UNIFORM HASHING IN CONSTANT TIME AND OPTIMAL SPACE

• Published in: SIAM journal on computing Vol. 38; no. 1; pp. 85 - 96
• Main Authors: PAGH, Anna, PAGH, Rasmus
• Format: Journal Article
• Language: English
• Published: Philadelphia, PA Society for Industrial and Applied Mathematics 2008
• Subjects: Algorithmics. Computability. Computer arithmetics; Algorithms; Applied sciences; Computer science; control theory; systems; Data processing. List processing. Character string processing; Exact sciences and technology; Memory organisation. Data processing; Miscellaneous; Software; Theoretical computing; Lower bound; Ideal; Probability; Entropy; Space time; Probability distribution; Algorithm; Input; hash function; Hashing; randomized algorithms; 68P5; Random function; Data structure; uniform hashing; 68P10; 68P20
• ISSN: 0097-5397; 1095-7111
• DOI: 10.1137/060658400

Many algorithms and data structures employing hashing have been analyzed under the uniform hashing assumption, i.e., the assumption that hash functions behave like truly random functions.
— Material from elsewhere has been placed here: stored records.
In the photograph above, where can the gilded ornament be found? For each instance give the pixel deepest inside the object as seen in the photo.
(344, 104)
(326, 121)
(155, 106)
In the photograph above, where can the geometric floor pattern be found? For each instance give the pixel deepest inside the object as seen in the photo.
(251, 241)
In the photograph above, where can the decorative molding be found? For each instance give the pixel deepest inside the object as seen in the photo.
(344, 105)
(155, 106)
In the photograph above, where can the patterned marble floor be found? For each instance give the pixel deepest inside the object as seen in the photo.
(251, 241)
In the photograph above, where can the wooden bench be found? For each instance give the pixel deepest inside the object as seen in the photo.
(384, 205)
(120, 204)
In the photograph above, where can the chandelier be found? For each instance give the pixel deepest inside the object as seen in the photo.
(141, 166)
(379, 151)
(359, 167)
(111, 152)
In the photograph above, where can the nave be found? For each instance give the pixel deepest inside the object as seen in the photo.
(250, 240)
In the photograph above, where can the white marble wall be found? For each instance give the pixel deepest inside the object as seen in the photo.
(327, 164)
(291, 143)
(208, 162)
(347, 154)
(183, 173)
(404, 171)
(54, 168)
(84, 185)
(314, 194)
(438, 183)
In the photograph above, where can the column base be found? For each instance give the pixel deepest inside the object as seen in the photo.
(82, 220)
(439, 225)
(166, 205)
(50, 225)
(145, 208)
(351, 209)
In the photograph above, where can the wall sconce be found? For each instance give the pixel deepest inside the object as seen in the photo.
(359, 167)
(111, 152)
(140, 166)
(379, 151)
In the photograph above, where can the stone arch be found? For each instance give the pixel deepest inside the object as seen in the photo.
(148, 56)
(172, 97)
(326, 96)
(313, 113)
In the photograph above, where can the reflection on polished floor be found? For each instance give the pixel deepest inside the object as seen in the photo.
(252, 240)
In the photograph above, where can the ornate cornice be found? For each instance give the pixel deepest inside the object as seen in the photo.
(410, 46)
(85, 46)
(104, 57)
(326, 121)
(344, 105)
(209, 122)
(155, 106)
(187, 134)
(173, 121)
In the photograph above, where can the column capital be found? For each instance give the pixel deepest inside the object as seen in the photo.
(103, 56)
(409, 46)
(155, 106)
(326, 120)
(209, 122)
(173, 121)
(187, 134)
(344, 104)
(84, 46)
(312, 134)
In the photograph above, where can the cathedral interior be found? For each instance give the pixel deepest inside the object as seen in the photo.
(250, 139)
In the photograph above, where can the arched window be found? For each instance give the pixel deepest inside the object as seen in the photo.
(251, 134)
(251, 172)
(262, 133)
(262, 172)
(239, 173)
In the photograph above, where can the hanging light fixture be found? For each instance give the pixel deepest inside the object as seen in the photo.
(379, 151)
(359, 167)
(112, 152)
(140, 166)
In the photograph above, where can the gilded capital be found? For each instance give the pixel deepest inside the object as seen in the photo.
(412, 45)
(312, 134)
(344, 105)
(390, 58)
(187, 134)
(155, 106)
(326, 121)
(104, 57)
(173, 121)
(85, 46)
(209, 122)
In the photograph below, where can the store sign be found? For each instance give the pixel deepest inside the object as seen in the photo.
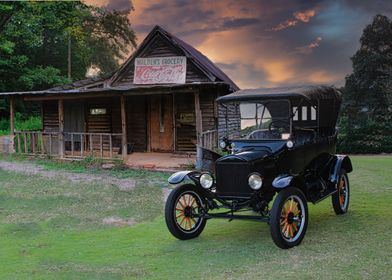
(160, 70)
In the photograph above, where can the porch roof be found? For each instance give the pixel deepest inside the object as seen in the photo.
(123, 90)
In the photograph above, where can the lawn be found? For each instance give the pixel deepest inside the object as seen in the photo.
(53, 229)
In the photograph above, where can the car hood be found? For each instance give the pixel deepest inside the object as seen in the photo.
(246, 155)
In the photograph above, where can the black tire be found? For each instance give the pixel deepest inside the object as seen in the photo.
(341, 198)
(288, 225)
(181, 206)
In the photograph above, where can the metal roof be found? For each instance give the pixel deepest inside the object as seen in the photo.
(310, 92)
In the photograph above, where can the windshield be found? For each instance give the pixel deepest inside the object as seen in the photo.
(266, 120)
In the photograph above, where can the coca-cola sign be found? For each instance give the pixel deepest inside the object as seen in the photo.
(160, 70)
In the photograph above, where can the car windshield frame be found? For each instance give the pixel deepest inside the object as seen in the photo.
(263, 102)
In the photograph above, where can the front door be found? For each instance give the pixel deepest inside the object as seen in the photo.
(161, 123)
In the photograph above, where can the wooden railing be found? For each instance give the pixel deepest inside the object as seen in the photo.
(103, 145)
(71, 144)
(36, 142)
(209, 139)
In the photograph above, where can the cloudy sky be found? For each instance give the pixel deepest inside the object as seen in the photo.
(261, 43)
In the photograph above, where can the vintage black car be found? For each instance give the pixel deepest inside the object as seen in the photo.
(280, 145)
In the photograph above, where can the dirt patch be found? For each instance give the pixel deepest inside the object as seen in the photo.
(32, 169)
(166, 192)
(117, 221)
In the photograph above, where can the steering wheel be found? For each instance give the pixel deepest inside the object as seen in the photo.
(281, 128)
(253, 134)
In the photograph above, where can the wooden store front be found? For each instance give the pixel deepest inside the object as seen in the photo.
(162, 99)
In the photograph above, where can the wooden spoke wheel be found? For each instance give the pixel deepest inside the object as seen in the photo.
(289, 218)
(183, 212)
(341, 198)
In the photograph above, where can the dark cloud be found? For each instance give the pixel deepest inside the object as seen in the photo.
(313, 42)
(239, 22)
(119, 5)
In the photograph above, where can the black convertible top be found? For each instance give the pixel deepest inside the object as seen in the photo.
(313, 92)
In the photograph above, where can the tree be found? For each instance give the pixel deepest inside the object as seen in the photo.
(35, 36)
(366, 121)
(34, 39)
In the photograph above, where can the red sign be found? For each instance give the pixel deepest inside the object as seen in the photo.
(160, 70)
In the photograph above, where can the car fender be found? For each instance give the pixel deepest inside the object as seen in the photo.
(180, 176)
(282, 181)
(342, 161)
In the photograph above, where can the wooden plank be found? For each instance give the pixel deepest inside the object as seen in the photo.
(32, 137)
(91, 143)
(72, 144)
(198, 116)
(50, 143)
(110, 147)
(12, 116)
(25, 142)
(123, 127)
(61, 127)
(100, 145)
(19, 144)
(42, 143)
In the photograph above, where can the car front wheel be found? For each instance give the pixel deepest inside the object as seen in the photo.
(341, 198)
(289, 218)
(183, 212)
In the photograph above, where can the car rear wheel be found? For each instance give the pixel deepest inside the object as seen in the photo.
(183, 210)
(341, 198)
(289, 218)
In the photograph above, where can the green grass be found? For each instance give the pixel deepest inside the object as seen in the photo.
(52, 229)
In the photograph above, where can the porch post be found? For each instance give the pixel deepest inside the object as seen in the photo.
(12, 115)
(61, 127)
(11, 148)
(199, 128)
(123, 128)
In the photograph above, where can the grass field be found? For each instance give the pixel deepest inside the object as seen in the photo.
(53, 229)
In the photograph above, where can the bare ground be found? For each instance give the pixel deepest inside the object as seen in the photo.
(32, 169)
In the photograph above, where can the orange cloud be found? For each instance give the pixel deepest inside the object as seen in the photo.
(309, 48)
(304, 16)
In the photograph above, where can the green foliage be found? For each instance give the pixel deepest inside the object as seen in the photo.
(29, 123)
(367, 100)
(34, 39)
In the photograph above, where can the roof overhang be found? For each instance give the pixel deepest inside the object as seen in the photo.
(307, 92)
(115, 91)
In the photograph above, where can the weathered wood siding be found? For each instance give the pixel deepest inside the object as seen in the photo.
(185, 131)
(50, 116)
(160, 47)
(136, 108)
(229, 122)
(209, 112)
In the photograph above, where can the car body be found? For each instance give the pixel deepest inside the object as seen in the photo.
(280, 145)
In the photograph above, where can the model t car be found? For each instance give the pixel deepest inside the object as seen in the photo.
(280, 154)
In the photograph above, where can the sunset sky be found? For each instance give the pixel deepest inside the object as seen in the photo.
(263, 43)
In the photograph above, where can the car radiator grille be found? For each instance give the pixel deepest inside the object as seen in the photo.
(232, 179)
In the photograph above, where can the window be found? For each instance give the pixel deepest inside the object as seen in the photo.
(295, 112)
(162, 115)
(304, 113)
(313, 113)
(98, 111)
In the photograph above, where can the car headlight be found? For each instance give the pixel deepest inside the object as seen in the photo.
(222, 144)
(255, 181)
(206, 180)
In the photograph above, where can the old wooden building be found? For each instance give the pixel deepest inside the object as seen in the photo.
(162, 99)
Starting with the discovery of universal hash functions, many researchers have studied to what extent this theoretical ideal can be realized by hash functions that do not take up too much space and can be evaluated quickly. In this paper we present an almost ideal solution to this problem: a hash function $h: U\rightarrow V$ that, on any set of $n$ inputs, behaves like a truly random function with high probability, can be evaluated in constant time on a RAM and can be stored in $(1+\epsilon)n\log |V| + O(n+\log\log |U|)$ bits. Here $\epsilon$ can be chosen to be any positive constant, so this essentially matches the entropy lower bound. For many hashing schemes this is the first hash function that makes their uniform hashing analysis come true, with high probability, without incurring overhead in time or space.